Les traitements algorithmiques visés au premier alinéa ne doivent pas permettre une identification à distance en comparant les données biométriques d’une personne avec celles figurant dans une base de données de référence, et sans que l’utilisateur du traitement algorithmique ne sache au préalable si la personne sera présente et pourra être identifiée.
Les traitements algorithmiques visés au premier alinéa ne doivent pas engendrer une prise de décision automatisée impactant les personnes. Toute levée de doute doit être mise en œuvre par une personne physique.
Les données personnelles résultantes du traitement algorithmique sont effacées automatiquement dans un délai maximal de 24 heures.
Les traitements algorithmiques mentionnés au présent article sont soumis à la loi n°78-17 du 6 janvier 1978 relative à l’informatique, aux fichiers et aux libertés ainsi qu'au règlement (UE) 2016/679 du Parlement européen et du Conseil du 27 avril 2016 relatif à la protection des personnes physiques à l'égard du traitement des données à caractère personnel et à la libre circulation de ces données, et abrogeant la directive 95/46/CE (règlement général sur la protection des données), notamment en ce qui concerne le contrôle de la Commission nationale de l’informatique et des libertés, et l’exercice du droit d’accès.
Le droit d’opposition prévu à l’article 110 de la loi précitée ne s’applique pas à ces traitements.
Le public est informé de manière claire et permanente de l’existence d’un traitement algorithmique des images de vidéoprotection, et de ses finalités.
Les modalités d'application du présent article et d'utilisation des données collectées sont précisées par un décret en Conseil d'Etat pris après avis de la Commission nationale de l'informatique et des libertés.
II. Les enregistrements d’images de vidéoprotection irréversiblement anonymisés ou pseudonymisées peuvent être utilisés à des fins d’entraînement de systèmes algorithmiques d’intelligence artificielle. Le processus d’anonymisation doit rendre impossible toute réidentification des personnes concernées par ces enregistrements.
III. Le I est applicable à compter du 1er janvier 2023 et pour une durée de quatre ans.
IV. L’expérimentation fait l’objet d’un bilan de sa mise en œuvre dans les deux ans suivant son entrée en vigueur, afin d’évaluer l’opportunité du maintien de cette mesure. »
2° Après l’article L254-1 du Code de la sécurité intérieure est inséré un article L 254-2 ainsi rédigé :
« Le fait d'utiliser un traitement algorithmique sur les enregistrements d’images de vidéoprotection pour les finalités prévues par les articles L.223-1 et L.251-2 du présent code, en violation des dispositions de l’article L.252-8 du même code, est puni de cinq ans d’emprisonnement et 300 000 euros d’amende. »
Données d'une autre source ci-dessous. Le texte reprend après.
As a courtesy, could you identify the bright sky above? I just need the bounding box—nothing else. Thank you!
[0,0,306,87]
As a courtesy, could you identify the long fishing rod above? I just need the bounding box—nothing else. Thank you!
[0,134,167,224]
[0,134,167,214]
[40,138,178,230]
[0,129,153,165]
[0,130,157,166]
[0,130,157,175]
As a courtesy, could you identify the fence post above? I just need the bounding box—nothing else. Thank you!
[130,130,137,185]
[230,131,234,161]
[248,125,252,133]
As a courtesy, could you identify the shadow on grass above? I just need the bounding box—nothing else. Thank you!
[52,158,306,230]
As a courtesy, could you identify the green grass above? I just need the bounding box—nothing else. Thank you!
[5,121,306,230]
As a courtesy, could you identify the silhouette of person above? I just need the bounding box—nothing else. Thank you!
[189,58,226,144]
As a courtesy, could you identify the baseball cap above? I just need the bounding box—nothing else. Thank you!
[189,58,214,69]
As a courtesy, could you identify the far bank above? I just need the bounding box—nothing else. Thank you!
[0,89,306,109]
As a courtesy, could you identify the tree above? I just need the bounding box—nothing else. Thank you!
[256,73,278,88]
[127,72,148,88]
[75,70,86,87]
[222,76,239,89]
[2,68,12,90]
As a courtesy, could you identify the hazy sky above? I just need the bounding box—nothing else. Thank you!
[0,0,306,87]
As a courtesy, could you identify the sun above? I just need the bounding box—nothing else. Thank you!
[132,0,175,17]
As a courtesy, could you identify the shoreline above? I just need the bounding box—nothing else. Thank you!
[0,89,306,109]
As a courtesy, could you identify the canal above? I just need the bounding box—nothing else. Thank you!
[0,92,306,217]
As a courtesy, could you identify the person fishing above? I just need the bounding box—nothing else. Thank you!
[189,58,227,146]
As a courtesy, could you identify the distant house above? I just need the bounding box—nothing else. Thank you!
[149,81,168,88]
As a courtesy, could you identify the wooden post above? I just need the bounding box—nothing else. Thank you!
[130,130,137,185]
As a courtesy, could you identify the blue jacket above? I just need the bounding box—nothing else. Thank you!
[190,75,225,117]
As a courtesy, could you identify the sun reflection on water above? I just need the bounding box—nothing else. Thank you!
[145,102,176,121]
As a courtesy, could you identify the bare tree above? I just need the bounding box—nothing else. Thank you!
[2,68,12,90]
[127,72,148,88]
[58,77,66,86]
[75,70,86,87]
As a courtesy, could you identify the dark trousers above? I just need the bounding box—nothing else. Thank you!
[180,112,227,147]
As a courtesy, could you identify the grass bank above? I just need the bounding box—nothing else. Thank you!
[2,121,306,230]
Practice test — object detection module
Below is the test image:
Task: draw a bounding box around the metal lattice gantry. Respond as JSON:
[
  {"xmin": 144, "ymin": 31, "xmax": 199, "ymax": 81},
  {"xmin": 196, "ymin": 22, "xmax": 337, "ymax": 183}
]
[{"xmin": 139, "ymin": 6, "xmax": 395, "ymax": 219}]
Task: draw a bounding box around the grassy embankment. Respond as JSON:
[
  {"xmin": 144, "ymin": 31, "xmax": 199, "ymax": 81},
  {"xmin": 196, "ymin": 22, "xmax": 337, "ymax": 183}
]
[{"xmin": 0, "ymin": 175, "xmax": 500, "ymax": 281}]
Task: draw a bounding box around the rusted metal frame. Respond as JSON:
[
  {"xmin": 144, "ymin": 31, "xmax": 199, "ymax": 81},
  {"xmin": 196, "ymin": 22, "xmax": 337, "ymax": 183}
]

La réglementation concernant la vidéoprotection, désormais intégrée au code de la sécurité intérieure (CSI), résulte de la loi n°95-73 du 21 janvier 1995 d'orientation et de programmation relative à la sécurité, et a fait l’objet de nombreuses modifications permettant, notamment, d’en élargir les finalités en lien avec la sécurité.
Ce cadre juridique fut déterminé à l’époque de la technologie analogique, rendue obsolète avec l’entrée dans l’ère du numérique. Le développement du numérique a en effet permis la mise en réseau d’une quantité importante de données, traitées par des outils toujours plus rapides et puissants (« Big Data »), ouvrant ainsi de nouvelles perspectives en matière de traitement de l’information : tel est notamment le cas de la vidéo augmentée, qui consiste en une analyse algorithmique de données vidéos dans le cadre d’une finalité spécifique.
Les systèmes de vidéoprotection se sont multipliés dans tous les lieux accessibles au public et particulièrement au sein des réseaux de transport public de voyageurs et le nombre de caméras installées ne permet plus une exploitation humaine efficiente des images qui en sont issues, aussi bien en temps réel qu’en temps différé.
Le recours à la vidéo augmentée sans utilisation de données biométriques – donc à un traitement algorithmique de l’image – aurait ainsi vocation à permettre la détection automatique d’un fait de sûreté survenant dans les espaces équipés de caméras de vidéoprotection (par exemple la détection de rixes, de colis abandonnés, de mouvements de foule...), et par suite d’alerter les opérateurs de vidéoprotection pour qu’ils procèdent à une levée de doute humaine, afin de coordonner l’intervention des forces de sécurité ou de secours.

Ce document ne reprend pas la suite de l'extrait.